É o que dizem as especialistas da mesa de abertura do 7º Seminário Sobre Câncer, realizado pelo jornal Folha de S.Paulo na segunda (15), com patrocínio da Bristol Myers Squibb, do Hospital Sírio-Libanês e da Pfizer. O evento foi conduzido por Vera Guimarães, ex-ombudsman da Folha de S.Paulo.
O Inca (Instituto Nacional do Câncer) estima que mais de 66 mil novos casos de tumores na mama serão identificados no país neste ano.
No estudo Amazona 3, realizado pelo Gbecam (Grupo Brasileiro de Estudos em Câncer de Mama) com 2.950 pacientes de câncer de mama, cerca de 6% delas tiveram diagnóstico já com metástase. A pesquisa foi feita de 2016 a 2018 e publicada em 2020.
"Receber o diagnóstico de um câncer já é difícil -em fase metastática, é muito mais. Isso acontece também porque não estamos garantindo que a mulher seja examinada, faça uma mamografia de qualidade em tempo hábil e comece o tratamento nos prazos especificados", afirma a psico-oncologista Luciana Holtz, presidente e diretora-executiva do Instituto Oncoguia.
Para Holtz, o conhecimento sobre a doença é maior hoje e isso permite a escolha da melhor terapia para cada caso, sobretudo em estágios avançados. O acesso esbarra, no entanto, na falta de priorização do câncer na gestão do SUS e de investimento suficiente para adquirir novas drogas e tecnologias de alto custo.
O Hospital A.C.Camargo, referência no tratamento do câncer em São Paulo, chegou a anunciar na semana passada que deixaria de receber pacientes do SUS a partir de dezembro, devido à defasagem dos valores pagos por consultas, procedimentos e cirurgias. Dias depois, foi anunciado um acordo com o Governo de São Paulo para a manutenção desses atendimentos.
O descompasso entre o custo e o repasse do Ministério da Saúde pode fazer com que esse cenário, apesar da reviravolta, seja cada vez mais recorrente, diz a especialista.
Graças aos novos medicamentos contra o câncer de mama metastático, a atendente de telemarketing Patrícia Nascimento, 39, controla o avanço da doença descoberta em 2017 já em grau 3 (a variação, de acordo com a gravidade, vai de 1 a 4).

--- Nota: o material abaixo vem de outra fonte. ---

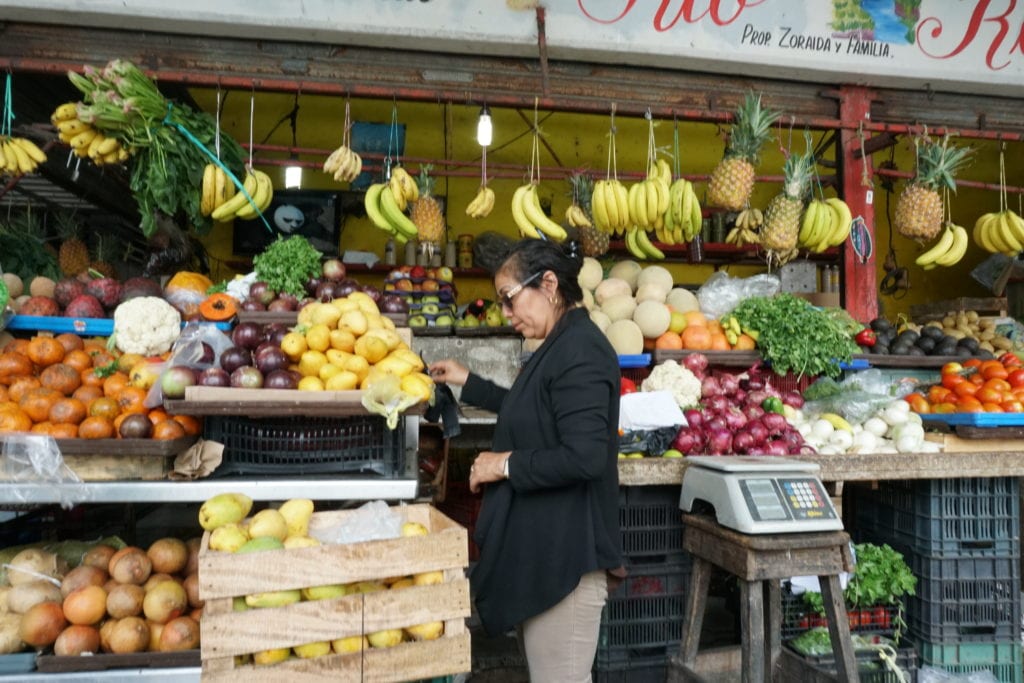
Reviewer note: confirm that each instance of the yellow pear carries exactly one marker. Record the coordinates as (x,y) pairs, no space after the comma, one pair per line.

No primeiro tratamento contra um tumor positivo para receptores de estrogênio, progesterona e HER2, ela fez quimioterapia, radioterapia e hormonioterapia, além de mastectomia para evitar a metástase para outros órgãos. Mesmo assim, uma recidiva no pulmão foi identificada em abril deste ano.
"É muito difícil descobrir que se tem câncer, é um baque. Quando é metastático, vem um pensamento de finitude, mas a medicina avançou muito. Tem equipe multidisciplinar, de cuidados paliativos, e eles dão uma gana de vida para a gente, mostram que não é um decreto de morte."
Hoje, Patrícia usa medicamentos para bloquear os receptores de hormônios nas células do tumor e o abemaciclibe, um inibidor de CDK4/6, ou seja, uma droga que ajuda a evitar a resistência à hormonioterapia e possibilita que esse tratamento funcione e seja usado por um período mais prolongado, explica Daniela Rosa, oncologista do Hospital Moinhos de Vento e presidente do Gbecam.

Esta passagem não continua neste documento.